The craftsman all-in-one cutting tool that I have actually works with 1/4” bits so the bit wasn’t the issue. It was just the fact of mounting it.

I did however bite the bullet and bought a new Skil 14 amp plunge and fixed base router combo so I can have it mounted better.
I can then keep my craftsman one for freehand needs.

I just need to figure out how to mount my new one (finding the right mounting plate is the problem now)


----------



## ScottyDBQ (Jul 5, 2008)

It might help to call Skil or one of the vendors of the various plates such as Rockler, Woodcraft, Wood Smith, Acme tools, Grizzly, Kreg, MLCS, etc to see if any of their plates are predrilled for your individual router.

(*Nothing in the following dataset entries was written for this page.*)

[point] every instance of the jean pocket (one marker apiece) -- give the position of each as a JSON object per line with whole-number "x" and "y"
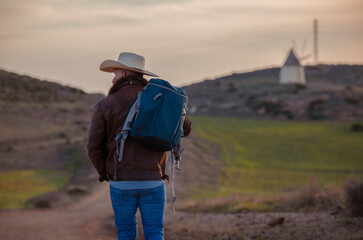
{"x": 156, "y": 195}
{"x": 117, "y": 197}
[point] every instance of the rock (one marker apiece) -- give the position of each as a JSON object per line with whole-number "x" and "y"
{"x": 276, "y": 221}
{"x": 338, "y": 209}
{"x": 357, "y": 127}
{"x": 77, "y": 190}
{"x": 42, "y": 203}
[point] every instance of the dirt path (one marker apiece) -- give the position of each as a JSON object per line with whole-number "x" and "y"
{"x": 76, "y": 222}
{"x": 92, "y": 219}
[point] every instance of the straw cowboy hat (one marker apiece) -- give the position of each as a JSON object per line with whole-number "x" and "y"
{"x": 127, "y": 61}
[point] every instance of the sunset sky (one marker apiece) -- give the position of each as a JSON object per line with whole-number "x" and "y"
{"x": 182, "y": 40}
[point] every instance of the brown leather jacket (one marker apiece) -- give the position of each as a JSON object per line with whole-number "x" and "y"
{"x": 139, "y": 163}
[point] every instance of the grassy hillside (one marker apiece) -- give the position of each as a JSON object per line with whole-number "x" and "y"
{"x": 263, "y": 157}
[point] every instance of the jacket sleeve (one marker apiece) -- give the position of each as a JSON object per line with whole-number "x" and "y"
{"x": 97, "y": 141}
{"x": 187, "y": 127}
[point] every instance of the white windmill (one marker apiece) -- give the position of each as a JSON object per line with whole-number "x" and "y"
{"x": 292, "y": 72}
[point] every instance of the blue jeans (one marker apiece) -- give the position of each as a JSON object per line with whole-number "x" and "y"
{"x": 151, "y": 203}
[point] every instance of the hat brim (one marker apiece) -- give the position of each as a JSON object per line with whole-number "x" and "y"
{"x": 111, "y": 65}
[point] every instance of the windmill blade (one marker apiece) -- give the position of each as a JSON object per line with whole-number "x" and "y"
{"x": 294, "y": 45}
{"x": 303, "y": 46}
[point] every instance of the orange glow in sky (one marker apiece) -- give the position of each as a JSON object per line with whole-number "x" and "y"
{"x": 183, "y": 41}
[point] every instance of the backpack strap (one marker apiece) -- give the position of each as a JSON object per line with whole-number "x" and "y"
{"x": 124, "y": 133}
{"x": 171, "y": 158}
{"x": 174, "y": 154}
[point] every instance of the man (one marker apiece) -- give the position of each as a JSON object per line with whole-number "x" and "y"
{"x": 138, "y": 180}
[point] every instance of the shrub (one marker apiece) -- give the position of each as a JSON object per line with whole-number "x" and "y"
{"x": 354, "y": 196}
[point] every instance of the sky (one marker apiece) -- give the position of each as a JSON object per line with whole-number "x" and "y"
{"x": 183, "y": 41}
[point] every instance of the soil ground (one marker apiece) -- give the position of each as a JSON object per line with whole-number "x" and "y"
{"x": 92, "y": 219}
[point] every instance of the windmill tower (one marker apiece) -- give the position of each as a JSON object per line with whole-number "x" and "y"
{"x": 292, "y": 72}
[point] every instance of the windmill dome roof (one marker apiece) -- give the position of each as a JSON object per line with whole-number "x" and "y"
{"x": 291, "y": 59}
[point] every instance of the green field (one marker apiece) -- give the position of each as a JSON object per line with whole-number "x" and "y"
{"x": 262, "y": 157}
{"x": 17, "y": 187}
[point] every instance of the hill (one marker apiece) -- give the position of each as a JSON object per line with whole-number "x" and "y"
{"x": 332, "y": 92}
{"x": 43, "y": 127}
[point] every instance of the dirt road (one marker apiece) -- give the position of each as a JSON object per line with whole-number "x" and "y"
{"x": 80, "y": 221}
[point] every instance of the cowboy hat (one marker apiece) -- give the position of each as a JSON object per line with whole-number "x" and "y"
{"x": 127, "y": 61}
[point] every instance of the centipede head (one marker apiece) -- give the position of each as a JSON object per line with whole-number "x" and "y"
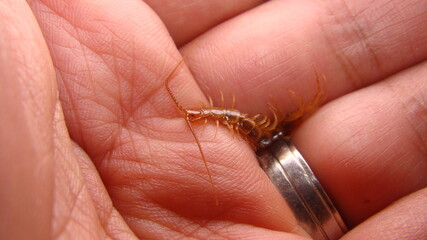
{"x": 193, "y": 114}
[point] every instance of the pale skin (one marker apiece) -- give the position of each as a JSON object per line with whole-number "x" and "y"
{"x": 92, "y": 146}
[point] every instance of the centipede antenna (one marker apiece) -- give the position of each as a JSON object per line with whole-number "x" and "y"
{"x": 182, "y": 109}
{"x": 203, "y": 157}
{"x": 234, "y": 101}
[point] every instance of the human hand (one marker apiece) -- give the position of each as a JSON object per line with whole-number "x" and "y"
{"x": 367, "y": 145}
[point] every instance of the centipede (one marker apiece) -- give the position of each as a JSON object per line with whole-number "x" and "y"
{"x": 260, "y": 131}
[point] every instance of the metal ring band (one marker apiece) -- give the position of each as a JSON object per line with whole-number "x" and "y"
{"x": 294, "y": 179}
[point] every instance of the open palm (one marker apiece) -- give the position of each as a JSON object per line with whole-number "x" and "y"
{"x": 109, "y": 155}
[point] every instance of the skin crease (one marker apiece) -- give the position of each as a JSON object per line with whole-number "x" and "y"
{"x": 92, "y": 146}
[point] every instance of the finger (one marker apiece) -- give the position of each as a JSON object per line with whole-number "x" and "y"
{"x": 404, "y": 219}
{"x": 42, "y": 189}
{"x": 187, "y": 19}
{"x": 112, "y": 60}
{"x": 27, "y": 101}
{"x": 274, "y": 47}
{"x": 369, "y": 148}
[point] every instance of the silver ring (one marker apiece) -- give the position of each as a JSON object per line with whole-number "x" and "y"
{"x": 303, "y": 193}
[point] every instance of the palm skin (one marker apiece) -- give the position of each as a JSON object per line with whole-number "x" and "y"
{"x": 109, "y": 155}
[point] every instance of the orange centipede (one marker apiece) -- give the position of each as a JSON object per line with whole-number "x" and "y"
{"x": 258, "y": 130}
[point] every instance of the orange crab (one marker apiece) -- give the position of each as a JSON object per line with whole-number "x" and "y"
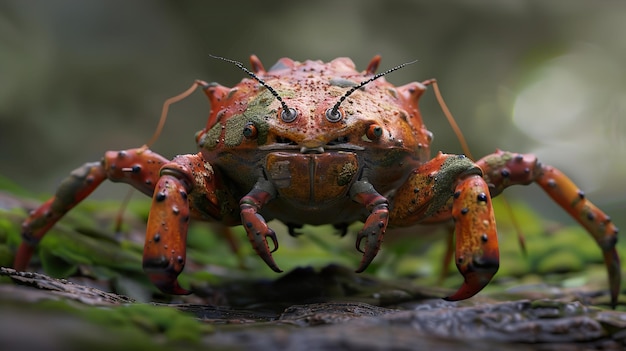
{"x": 320, "y": 143}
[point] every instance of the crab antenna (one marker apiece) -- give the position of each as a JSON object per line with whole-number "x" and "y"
{"x": 255, "y": 77}
{"x": 335, "y": 108}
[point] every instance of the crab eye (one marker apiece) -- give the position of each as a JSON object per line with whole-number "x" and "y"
{"x": 374, "y": 132}
{"x": 333, "y": 115}
{"x": 249, "y": 130}
{"x": 288, "y": 115}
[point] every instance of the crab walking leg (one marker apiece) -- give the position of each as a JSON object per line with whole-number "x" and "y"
{"x": 477, "y": 255}
{"x": 375, "y": 224}
{"x": 255, "y": 225}
{"x": 137, "y": 167}
{"x": 166, "y": 233}
{"x": 452, "y": 185}
{"x": 503, "y": 169}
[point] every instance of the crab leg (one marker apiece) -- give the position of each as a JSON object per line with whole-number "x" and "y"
{"x": 477, "y": 255}
{"x": 137, "y": 167}
{"x": 166, "y": 233}
{"x": 503, "y": 169}
{"x": 453, "y": 184}
{"x": 375, "y": 224}
{"x": 255, "y": 225}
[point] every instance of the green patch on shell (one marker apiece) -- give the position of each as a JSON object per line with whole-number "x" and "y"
{"x": 447, "y": 176}
{"x": 212, "y": 137}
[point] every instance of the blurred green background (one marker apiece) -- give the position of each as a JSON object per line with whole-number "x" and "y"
{"x": 78, "y": 78}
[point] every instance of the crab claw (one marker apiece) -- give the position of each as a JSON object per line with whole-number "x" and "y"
{"x": 258, "y": 232}
{"x": 373, "y": 232}
{"x": 477, "y": 275}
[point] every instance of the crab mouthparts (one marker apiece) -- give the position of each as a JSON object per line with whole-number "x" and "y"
{"x": 312, "y": 150}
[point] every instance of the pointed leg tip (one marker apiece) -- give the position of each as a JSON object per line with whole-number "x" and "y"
{"x": 168, "y": 284}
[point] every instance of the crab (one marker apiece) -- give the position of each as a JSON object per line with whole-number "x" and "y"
{"x": 320, "y": 143}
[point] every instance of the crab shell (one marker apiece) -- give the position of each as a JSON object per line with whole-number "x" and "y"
{"x": 313, "y": 160}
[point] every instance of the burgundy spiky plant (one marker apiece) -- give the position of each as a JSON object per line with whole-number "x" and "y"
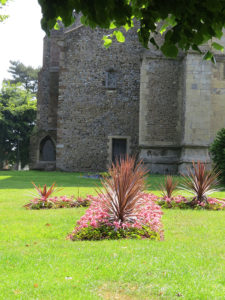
{"x": 44, "y": 193}
{"x": 123, "y": 188}
{"x": 200, "y": 182}
{"x": 122, "y": 208}
{"x": 168, "y": 187}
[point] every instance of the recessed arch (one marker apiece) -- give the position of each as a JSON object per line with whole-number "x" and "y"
{"x": 47, "y": 149}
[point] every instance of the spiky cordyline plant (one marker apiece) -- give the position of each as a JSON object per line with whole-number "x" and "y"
{"x": 168, "y": 187}
{"x": 45, "y": 192}
{"x": 200, "y": 182}
{"x": 123, "y": 188}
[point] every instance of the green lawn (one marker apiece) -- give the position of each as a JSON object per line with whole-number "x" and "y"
{"x": 37, "y": 262}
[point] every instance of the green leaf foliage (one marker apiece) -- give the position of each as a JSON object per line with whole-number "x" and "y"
{"x": 217, "y": 151}
{"x": 17, "y": 120}
{"x": 26, "y": 75}
{"x": 189, "y": 23}
{"x": 217, "y": 47}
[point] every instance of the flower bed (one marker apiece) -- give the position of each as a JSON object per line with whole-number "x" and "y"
{"x": 123, "y": 210}
{"x": 96, "y": 223}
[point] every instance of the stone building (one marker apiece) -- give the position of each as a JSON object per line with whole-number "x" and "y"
{"x": 95, "y": 104}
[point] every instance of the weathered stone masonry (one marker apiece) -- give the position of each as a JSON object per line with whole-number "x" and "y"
{"x": 96, "y": 103}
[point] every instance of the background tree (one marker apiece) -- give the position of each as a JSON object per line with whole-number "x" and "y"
{"x": 189, "y": 23}
{"x": 26, "y": 75}
{"x": 17, "y": 120}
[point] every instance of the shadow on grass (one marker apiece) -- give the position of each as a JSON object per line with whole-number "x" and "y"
{"x": 24, "y": 179}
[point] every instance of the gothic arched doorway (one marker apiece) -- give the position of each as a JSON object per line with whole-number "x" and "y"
{"x": 47, "y": 150}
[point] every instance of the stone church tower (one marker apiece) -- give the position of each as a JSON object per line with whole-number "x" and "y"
{"x": 95, "y": 104}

Or go to Amazon and do a search under "router plates for Skil routers". You may also want to get a blank 12 x 12 sheet of acrylic and use the plastic base that comes with the router as a template for drilling holes to mount your Skil router. If you use acrylic, you may want to get a sheet that is at least 3/8 inch – or even half-inch thick so it doesn't bow under the weight of the router.


----------



## johnjory (Sep 19, 2013)

Mounting a router without predrilled holes is really not a difficult task. This is just one approach.
Put one of the round inserts in the plate that has a hole that matches the diameter of a straight cutting router bit you have. This will likely be ¼,” but you could use any other size straight cutting bit that just fits in the hole of the plate you are trying to mount to.
Place the plate UPSIDE DOWN on your workbench with a couple of blocks underneath it to raise it above the benchtop.

With a ¼” bit mounted in the router place the router on plate so the bit extends through the snug hole. (Obviously, it must extend no more that the height of blocks raising the plate from the benchtop.)

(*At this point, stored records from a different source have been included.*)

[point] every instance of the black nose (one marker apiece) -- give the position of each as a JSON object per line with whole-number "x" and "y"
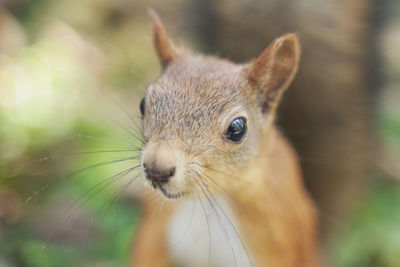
{"x": 158, "y": 176}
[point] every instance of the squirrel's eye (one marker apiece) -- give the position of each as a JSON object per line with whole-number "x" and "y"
{"x": 236, "y": 130}
{"x": 142, "y": 104}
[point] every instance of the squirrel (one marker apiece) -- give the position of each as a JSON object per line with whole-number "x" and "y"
{"x": 224, "y": 185}
{"x": 329, "y": 115}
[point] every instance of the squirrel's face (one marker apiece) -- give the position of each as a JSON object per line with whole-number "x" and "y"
{"x": 203, "y": 118}
{"x": 197, "y": 118}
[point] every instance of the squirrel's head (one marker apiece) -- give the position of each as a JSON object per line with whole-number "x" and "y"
{"x": 205, "y": 114}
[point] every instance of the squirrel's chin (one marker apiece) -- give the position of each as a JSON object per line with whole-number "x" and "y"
{"x": 170, "y": 195}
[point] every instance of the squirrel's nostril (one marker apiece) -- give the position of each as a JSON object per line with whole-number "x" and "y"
{"x": 160, "y": 176}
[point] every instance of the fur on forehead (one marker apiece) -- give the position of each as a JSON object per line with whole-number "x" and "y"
{"x": 195, "y": 93}
{"x": 200, "y": 81}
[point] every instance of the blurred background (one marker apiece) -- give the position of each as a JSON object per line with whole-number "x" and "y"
{"x": 72, "y": 74}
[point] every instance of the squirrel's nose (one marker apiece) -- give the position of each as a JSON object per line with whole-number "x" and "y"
{"x": 158, "y": 176}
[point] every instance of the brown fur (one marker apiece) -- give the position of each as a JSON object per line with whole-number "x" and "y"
{"x": 187, "y": 111}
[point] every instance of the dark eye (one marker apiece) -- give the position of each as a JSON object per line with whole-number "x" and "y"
{"x": 142, "y": 104}
{"x": 236, "y": 130}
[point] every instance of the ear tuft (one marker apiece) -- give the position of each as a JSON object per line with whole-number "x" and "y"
{"x": 274, "y": 70}
{"x": 164, "y": 47}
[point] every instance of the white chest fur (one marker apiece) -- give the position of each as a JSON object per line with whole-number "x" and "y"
{"x": 205, "y": 233}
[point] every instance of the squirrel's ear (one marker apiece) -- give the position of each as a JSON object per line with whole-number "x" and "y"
{"x": 165, "y": 49}
{"x": 273, "y": 71}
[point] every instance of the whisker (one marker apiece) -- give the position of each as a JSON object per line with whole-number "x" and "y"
{"x": 249, "y": 213}
{"x": 27, "y": 200}
{"x": 219, "y": 221}
{"x": 208, "y": 227}
{"x": 104, "y": 140}
{"x": 119, "y": 193}
{"x": 111, "y": 178}
{"x": 230, "y": 222}
{"x": 189, "y": 224}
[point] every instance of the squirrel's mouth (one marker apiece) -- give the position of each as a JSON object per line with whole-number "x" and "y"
{"x": 172, "y": 195}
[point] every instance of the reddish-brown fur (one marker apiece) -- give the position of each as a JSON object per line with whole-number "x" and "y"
{"x": 186, "y": 113}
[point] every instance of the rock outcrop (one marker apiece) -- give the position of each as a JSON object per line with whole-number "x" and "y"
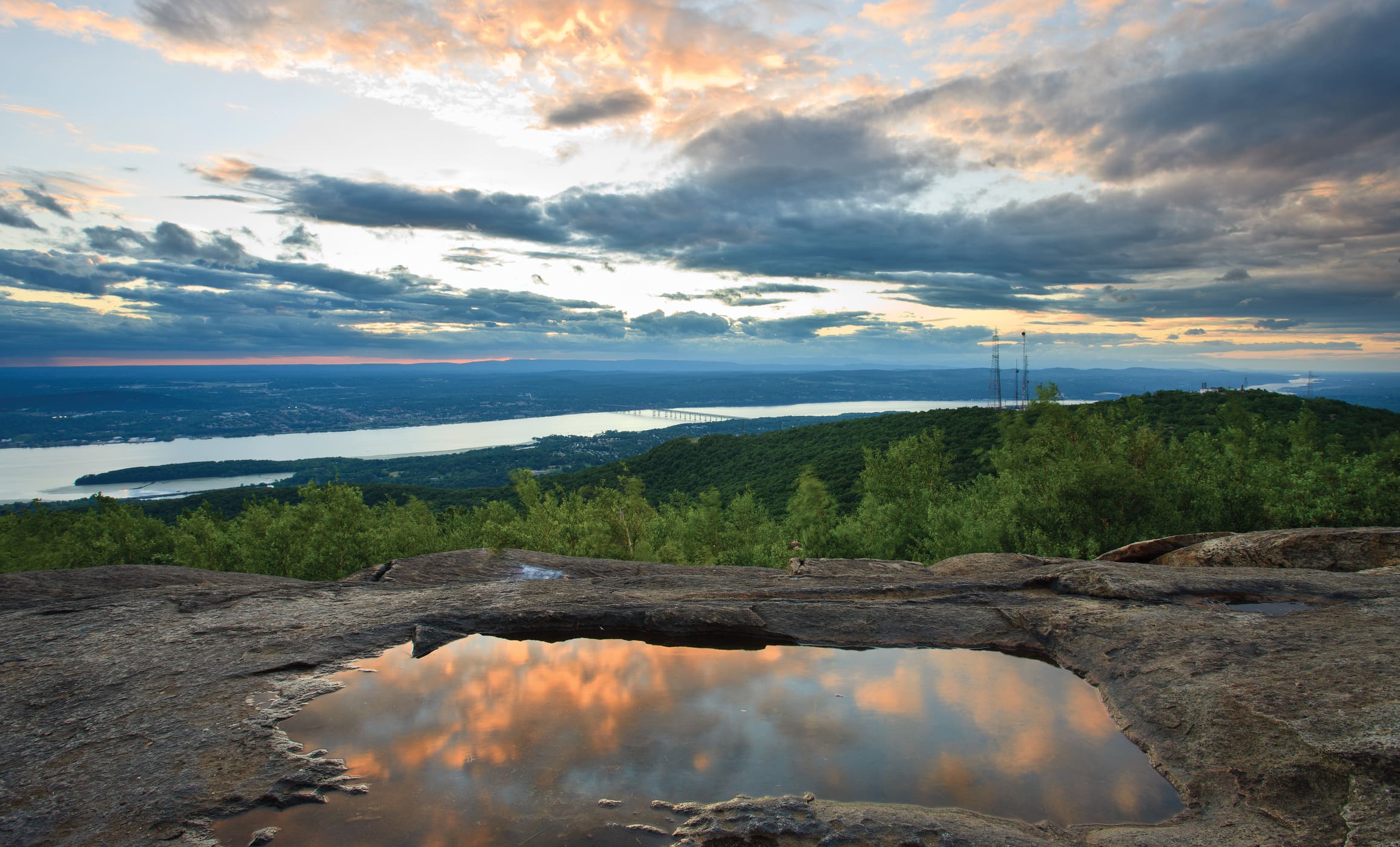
{"x": 1319, "y": 549}
{"x": 1152, "y": 548}
{"x": 136, "y": 705}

Rotate the router the way you will want it to be once it is in the table, For example access to the plunge mechanism and where the on/off switch and the speed dial (if any) is located for easy access.

Mark where the holes need to be drilled by touching the plate through the router base’s pretapped holes with a scribe, awl or pencil. Drill the plate using a slightly oversized drill bit. (Say about 1/32” oversized.) This will give you some wiggle room because it is likely not to have the holes perfectly centered for the router.

Turn the plate over and countersink the holes you drilled so your flat head mounting screws will be flush or slightly lower that the plate surface.

Place the router on your bench with the bit pointing up and slide the plate right on top of the router and insert the mounting screws.

You are done.

There are other techniques that work just a well one using your home printer to print the bottom of your router. Another would involve using bushings that mount to the router’s bottom that act as edge guides.


----------